Il coreografo si affida alla tecnica Chopped and screwed, il modo ardito di costruzione della coreografia per flash e frammenti, con testi rap (uno intitolato Mask is the surface, un altro Fictional Body), lottando contro i clichés del “ritmo nel sangue”, troppo citato allo scopo di compiacere le platee euro-bianche e confinando “quelle danze” nella minorità.
Pina Bausch forever
A Caracalla il Balletto dell’Opera di Roma ha trovato la cornice aulica ideale per La sagra della primavera di Pina Bausch, di cui la direttrice Eleonora Abbagnato si è innamorata per sempre, dopo aver interpretato il ruolo dell’Eletta all’Opéra de Paris. Il Boléro eterno di Maurice Béjart e l’armonioso Within the Golden Hour di Christopher Wheeldon sulla musica di Ezio Bosso hanno affiancato, per contrasto, il dramma bauschiano.

Il mito della fanciulla sacrificata perché la primavera rinasca, l’anno prossimo approderà anche alla Scala, in questa stessa versione, insieme con l’Apollo di George Balanchine: inferno e paradiso appaiati nel nome del genio di Igor Stravinsky.
Il Pina Bausch Zentrum, su progetto vinto dallo studio di architettura newyokese Diller Scofido + Renfro, è ora la casa, hub internazionale per la danza e la performance, meeting place “under construction” permanente per l’arte, la società, la comunità, ospitando tutte le attività che ne continuano l’opera a Wuppertal.
Movimenti di massa
L’Aida ridisegnata, da mega-concerto pop, con la maxi mano del potere a minacciare il mondo, del fac-totum Stefano Poda, regista, scenografo, costumista, datore luci, coreografo, all’Arena di Verona, stavolta con il brivido della bandiera palestinese – Stop genocide – interpolata a sorpresa dal personale tecnico, applaudita dal pubblico – la direzione ha preso le distanze –, è un trionfo di sapienti movimenti di massa.

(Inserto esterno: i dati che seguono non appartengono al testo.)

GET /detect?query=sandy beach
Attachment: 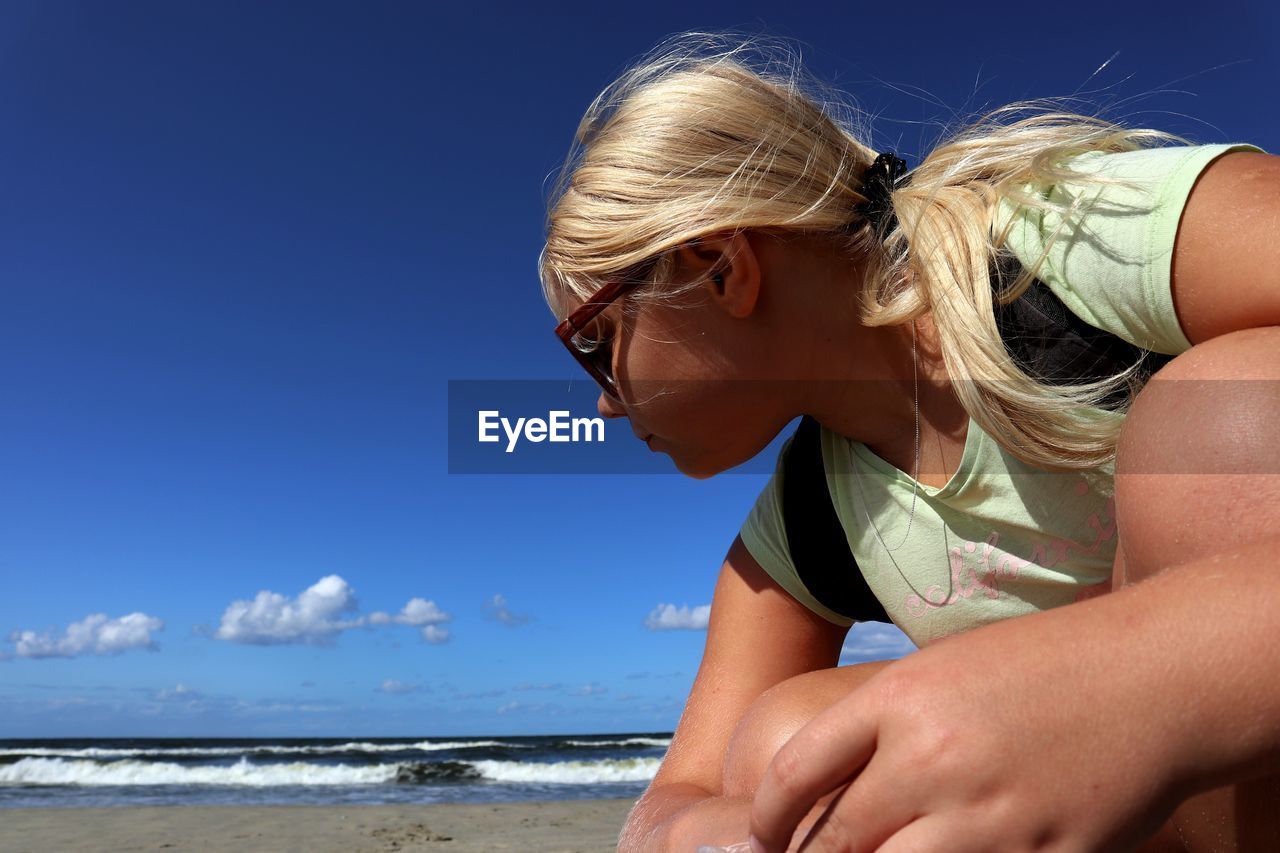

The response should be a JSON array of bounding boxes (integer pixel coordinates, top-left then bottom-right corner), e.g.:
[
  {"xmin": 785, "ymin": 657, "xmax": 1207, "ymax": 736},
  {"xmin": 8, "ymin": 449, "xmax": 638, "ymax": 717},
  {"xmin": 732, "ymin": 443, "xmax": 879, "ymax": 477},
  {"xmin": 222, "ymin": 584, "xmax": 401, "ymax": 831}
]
[{"xmin": 0, "ymin": 799, "xmax": 632, "ymax": 853}]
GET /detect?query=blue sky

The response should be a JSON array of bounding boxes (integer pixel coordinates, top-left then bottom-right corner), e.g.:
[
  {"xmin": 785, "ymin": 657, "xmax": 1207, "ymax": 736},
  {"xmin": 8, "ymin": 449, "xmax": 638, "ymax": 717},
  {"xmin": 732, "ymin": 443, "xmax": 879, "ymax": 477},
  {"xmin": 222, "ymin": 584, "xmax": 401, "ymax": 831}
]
[{"xmin": 0, "ymin": 0, "xmax": 1280, "ymax": 738}]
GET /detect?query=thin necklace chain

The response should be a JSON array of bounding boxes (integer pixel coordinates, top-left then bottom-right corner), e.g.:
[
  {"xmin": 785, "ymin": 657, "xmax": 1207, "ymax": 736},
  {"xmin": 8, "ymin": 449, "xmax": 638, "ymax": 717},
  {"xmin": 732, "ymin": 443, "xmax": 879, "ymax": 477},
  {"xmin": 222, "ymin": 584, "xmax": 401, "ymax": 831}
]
[
  {"xmin": 854, "ymin": 320, "xmax": 920, "ymax": 552},
  {"xmin": 854, "ymin": 320, "xmax": 955, "ymax": 606}
]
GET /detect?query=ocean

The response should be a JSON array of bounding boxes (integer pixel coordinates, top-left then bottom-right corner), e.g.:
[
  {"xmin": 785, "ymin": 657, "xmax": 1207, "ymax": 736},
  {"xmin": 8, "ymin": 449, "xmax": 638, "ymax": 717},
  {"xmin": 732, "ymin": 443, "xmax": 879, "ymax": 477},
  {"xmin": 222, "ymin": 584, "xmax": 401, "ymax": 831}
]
[{"xmin": 0, "ymin": 733, "xmax": 671, "ymax": 808}]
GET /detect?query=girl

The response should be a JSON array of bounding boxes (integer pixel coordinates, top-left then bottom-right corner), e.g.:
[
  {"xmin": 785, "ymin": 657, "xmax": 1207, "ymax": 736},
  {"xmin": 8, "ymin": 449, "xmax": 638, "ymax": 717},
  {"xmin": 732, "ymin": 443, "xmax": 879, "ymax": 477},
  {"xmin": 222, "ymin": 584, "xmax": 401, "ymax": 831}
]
[{"xmin": 540, "ymin": 37, "xmax": 1280, "ymax": 852}]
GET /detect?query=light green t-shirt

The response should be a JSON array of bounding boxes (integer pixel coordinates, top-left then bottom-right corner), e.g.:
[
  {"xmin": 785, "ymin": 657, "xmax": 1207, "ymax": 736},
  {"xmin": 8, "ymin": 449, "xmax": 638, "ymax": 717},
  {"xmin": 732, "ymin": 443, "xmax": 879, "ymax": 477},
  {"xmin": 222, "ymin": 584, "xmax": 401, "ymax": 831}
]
[{"xmin": 741, "ymin": 145, "xmax": 1261, "ymax": 647}]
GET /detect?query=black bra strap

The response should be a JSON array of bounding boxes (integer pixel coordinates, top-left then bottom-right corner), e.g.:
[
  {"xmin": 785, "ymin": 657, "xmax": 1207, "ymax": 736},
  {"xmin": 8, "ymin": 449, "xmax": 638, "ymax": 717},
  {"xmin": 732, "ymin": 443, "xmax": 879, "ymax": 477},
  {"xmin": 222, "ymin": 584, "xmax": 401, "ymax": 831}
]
[{"xmin": 782, "ymin": 256, "xmax": 1174, "ymax": 622}]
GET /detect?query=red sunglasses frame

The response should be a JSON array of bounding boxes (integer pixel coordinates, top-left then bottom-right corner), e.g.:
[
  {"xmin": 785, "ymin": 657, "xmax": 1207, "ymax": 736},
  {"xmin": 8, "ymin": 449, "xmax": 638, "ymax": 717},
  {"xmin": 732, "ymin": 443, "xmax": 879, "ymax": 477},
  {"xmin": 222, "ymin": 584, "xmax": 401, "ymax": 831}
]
[{"xmin": 556, "ymin": 279, "xmax": 645, "ymax": 402}]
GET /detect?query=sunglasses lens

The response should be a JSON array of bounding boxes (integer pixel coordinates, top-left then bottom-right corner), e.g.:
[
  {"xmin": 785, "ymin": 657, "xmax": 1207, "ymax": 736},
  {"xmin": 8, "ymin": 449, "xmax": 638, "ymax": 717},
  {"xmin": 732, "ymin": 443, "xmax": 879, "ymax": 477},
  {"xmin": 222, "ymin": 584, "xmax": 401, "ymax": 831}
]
[{"xmin": 570, "ymin": 320, "xmax": 613, "ymax": 392}]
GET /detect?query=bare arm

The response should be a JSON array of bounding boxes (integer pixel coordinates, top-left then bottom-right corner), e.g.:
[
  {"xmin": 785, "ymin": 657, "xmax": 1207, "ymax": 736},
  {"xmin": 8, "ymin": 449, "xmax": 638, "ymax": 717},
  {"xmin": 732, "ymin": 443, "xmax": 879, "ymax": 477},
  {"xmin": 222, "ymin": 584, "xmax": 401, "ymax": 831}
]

Una tendenza forte, che domina i social con le azioni di Sadeck Waff (Berrabah), francese, emerso dal mondo hip hop, specialità tutting, collaboratore di Shakira, vincitore di talent tv, movimentatore di decine di braccia in disegni perfetti, a geometria variabile, come in una scheggia da migliaia di visualizzazioni e like, World needs Love and Peace .
Oltre Béjart
Sulla danza per grande ensemble, il Bolero di Ravel ispira sempre ed ora è l’israeliano Shahar Binyamini a combatterci strenuamente con successo, passando oltre la hit béjartiana.
La folla del video girato per la collezione eyewear Bold di Gentle Monster-Tilda Swinton pulsa futuribile, surreale-virtuale-fictionale, coreografata dall’AI, sul set di Haus Nowhere a Seoul, sul sound di Amnesia Scanner e Freeka Tet, regia di Mau Morgó. Tilda incarna ancora da par suo il carisma della Ancient One in Doctor Strange di Marvel.
Danza e numeri
Il Tao Dance Theater di Pechino, fondato nel 2008, viaggia il mondo con le sue danze numerate, ultimamente i pezzi n.16, con 16 ballerini, ispirato alle sinuosità del dragone, e n.17, con 17 interpreti, capaci di balzi e stop improvvisi staccandosi a turno dal suolo su cui sono posizionati in forma ellittica; già 100 festival di 40 paesi li hanno accolti, ora con il sostegno di Dance Reflections di Van Cleef & Arpels.
L’arte dei ballerini, magnifica massa “sintonicamente” addestrata, non ha eguali nei super sincroni mozzafiato di cui solo loro sono capaci.